Naast de putten heeft tot 1849 het ‘Huis aan de put’ gestaan, ook wel De Oude Weezenplaats. Ook dit was in eigendom van het Algemeen Burger Weeshuis. De huurders waren niet allemaal even gelukkig. Eentje verongelukte door een op hol geslagen paard, een ander verloor zijn vrouw aan de ’tering’ en in 1790 stierven Cornelis Mager en zijn zoon aan de pokken.
In 1848 kwam de boerderij leeg te staan, een jaar later was het zo ernstig vervallen dat het werd gesloopt. In 1661 kocht een schepen uit Den Burg een gebouw met twee woningen tegenover de Wezenputten. Hij raakte financieel aan de grond, maar gelukkig had hij een rijke schoonzoon die hem uit de nood hielp.

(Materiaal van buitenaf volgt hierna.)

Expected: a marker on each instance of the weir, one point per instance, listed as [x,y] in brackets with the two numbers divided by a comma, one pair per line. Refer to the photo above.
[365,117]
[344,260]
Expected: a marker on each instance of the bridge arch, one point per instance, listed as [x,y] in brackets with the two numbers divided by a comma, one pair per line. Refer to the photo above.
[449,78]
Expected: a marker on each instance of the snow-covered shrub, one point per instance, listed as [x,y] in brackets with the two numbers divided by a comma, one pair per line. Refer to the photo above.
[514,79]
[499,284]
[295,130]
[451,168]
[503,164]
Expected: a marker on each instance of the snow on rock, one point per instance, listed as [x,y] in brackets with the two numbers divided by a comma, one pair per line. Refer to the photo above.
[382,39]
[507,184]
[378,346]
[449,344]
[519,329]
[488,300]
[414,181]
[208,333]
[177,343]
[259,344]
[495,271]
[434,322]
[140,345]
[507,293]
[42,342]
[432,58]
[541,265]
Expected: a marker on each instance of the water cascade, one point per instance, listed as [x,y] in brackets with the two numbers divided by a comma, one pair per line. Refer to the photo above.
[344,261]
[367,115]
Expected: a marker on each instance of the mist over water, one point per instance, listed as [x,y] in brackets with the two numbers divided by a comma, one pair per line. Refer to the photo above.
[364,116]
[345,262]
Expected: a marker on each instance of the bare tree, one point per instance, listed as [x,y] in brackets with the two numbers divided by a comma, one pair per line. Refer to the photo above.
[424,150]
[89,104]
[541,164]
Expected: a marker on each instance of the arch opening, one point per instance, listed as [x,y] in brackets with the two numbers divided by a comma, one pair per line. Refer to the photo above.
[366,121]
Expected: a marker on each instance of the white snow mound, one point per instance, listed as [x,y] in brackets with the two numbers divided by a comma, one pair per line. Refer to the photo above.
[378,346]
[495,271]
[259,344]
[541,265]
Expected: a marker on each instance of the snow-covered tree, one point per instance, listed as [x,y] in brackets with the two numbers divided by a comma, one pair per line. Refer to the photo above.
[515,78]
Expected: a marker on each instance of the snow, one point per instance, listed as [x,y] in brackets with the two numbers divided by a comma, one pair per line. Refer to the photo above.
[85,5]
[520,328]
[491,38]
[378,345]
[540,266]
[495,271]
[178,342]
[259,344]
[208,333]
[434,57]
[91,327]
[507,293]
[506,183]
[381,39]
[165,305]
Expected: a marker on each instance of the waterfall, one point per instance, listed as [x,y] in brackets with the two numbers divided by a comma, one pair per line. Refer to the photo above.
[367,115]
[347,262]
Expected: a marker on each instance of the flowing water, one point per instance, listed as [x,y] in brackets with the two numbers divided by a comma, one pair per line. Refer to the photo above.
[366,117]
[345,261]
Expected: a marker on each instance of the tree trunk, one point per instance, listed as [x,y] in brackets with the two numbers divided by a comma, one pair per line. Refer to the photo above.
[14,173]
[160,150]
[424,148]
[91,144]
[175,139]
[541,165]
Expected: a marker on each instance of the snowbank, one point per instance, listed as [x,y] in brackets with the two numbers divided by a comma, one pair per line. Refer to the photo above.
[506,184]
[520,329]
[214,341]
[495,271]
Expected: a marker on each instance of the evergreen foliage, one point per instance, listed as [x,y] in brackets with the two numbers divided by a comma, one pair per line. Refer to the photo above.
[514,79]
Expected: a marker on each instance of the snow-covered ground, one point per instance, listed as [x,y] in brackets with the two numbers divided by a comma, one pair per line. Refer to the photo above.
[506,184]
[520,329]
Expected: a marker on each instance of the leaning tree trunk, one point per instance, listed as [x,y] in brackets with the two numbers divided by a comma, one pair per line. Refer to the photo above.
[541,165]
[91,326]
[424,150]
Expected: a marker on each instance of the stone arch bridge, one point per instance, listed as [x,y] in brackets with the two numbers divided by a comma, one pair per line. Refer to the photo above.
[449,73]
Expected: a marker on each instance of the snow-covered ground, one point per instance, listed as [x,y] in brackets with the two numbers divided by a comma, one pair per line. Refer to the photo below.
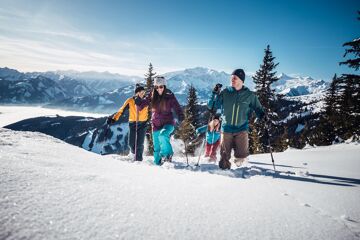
[52,190]
[11,114]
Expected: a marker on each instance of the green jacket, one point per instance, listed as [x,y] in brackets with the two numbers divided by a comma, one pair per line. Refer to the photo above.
[236,108]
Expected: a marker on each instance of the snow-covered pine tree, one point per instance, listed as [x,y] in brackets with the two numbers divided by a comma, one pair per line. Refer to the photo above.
[263,79]
[149,77]
[350,97]
[325,133]
[187,129]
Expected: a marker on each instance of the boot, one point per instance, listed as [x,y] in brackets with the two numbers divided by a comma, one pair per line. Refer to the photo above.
[239,161]
[224,164]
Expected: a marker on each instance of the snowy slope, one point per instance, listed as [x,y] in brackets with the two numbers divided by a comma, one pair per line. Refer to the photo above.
[52,190]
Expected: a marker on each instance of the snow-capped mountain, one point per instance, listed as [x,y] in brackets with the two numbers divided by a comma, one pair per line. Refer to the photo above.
[75,88]
[108,102]
[298,86]
[100,82]
[10,74]
[52,190]
[89,133]
[37,90]
[101,92]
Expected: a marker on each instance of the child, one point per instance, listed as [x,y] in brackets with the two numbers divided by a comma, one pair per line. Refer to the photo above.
[212,137]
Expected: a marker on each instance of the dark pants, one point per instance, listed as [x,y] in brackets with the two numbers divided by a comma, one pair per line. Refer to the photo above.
[237,141]
[137,132]
[211,150]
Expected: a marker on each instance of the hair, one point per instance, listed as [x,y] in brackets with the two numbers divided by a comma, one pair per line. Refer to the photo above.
[157,100]
[212,126]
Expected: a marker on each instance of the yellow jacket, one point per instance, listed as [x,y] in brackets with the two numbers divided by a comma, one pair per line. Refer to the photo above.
[134,115]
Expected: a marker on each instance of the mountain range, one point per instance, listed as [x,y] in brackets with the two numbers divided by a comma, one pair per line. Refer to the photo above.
[105,92]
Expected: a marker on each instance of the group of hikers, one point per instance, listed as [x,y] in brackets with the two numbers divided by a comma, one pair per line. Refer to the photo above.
[234,106]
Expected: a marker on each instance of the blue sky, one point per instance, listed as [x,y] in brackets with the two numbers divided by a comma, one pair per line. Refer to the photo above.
[124,36]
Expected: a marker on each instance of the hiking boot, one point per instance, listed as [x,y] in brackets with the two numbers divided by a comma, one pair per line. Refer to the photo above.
[224,164]
[239,161]
[166,159]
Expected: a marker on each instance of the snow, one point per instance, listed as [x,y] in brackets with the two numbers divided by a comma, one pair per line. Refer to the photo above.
[52,190]
[299,128]
[11,114]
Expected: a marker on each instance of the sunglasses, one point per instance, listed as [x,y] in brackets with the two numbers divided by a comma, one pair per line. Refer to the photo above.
[161,87]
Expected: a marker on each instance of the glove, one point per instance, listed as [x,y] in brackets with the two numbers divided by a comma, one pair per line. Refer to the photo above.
[110,120]
[137,100]
[217,88]
[266,118]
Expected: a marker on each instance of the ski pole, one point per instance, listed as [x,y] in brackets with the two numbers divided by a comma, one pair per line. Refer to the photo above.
[105,134]
[187,159]
[269,144]
[136,128]
[207,128]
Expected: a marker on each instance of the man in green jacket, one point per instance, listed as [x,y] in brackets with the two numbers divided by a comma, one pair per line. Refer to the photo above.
[236,104]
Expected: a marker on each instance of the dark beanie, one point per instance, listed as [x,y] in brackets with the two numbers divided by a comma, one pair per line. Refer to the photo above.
[216,116]
[138,88]
[240,73]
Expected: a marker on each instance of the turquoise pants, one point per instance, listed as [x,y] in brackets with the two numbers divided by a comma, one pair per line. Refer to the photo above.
[161,140]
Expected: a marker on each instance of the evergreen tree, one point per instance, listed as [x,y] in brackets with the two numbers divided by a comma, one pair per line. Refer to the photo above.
[149,77]
[326,132]
[263,79]
[187,129]
[350,94]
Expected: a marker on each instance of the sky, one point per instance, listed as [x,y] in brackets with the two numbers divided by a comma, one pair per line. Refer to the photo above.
[124,36]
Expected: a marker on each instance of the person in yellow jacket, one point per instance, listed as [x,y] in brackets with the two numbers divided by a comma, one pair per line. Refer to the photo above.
[137,121]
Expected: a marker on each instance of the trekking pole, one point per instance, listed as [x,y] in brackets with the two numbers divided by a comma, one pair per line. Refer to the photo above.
[207,128]
[269,144]
[105,134]
[187,159]
[137,118]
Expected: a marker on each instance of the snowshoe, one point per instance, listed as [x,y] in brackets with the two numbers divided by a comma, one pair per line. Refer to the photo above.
[224,164]
[166,159]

Naar deze Jan Pieter Braeck werd in 1683 ‘Braeken Stee’ genoemd, hoewel hij toen al niet meer de eigenaar was. De tweede woning werd boerderij. Tijdens de Napoleontische tijd verhuurde de toenmalige eigenaar Brakestein aan hoge Franse ambtenaren en admiraals.
Naar verluid heeft ook Michiel de Ruyter hier met zijn gezin vele weken doorgebracht, in afwachting van het gereedmaken van zijn vloot.
De tekst die te lezen is op het bord bij de Wezenputten luidt als volgt:
‘Het Texelse drinkwater (ijzerhoudend) had in schipperskringen een goede naam, omdat de houdbaarheid veel langer was dan b.v. het Amsterdamse water. Toen steeds meer schepen de Texelse rede bezochten heeft ene Dirk Nannings zn. uit Winkel zich in 1627 tot de staten gewend om een put te mogen graven, om dit zoet water aan de schepen te verkopen.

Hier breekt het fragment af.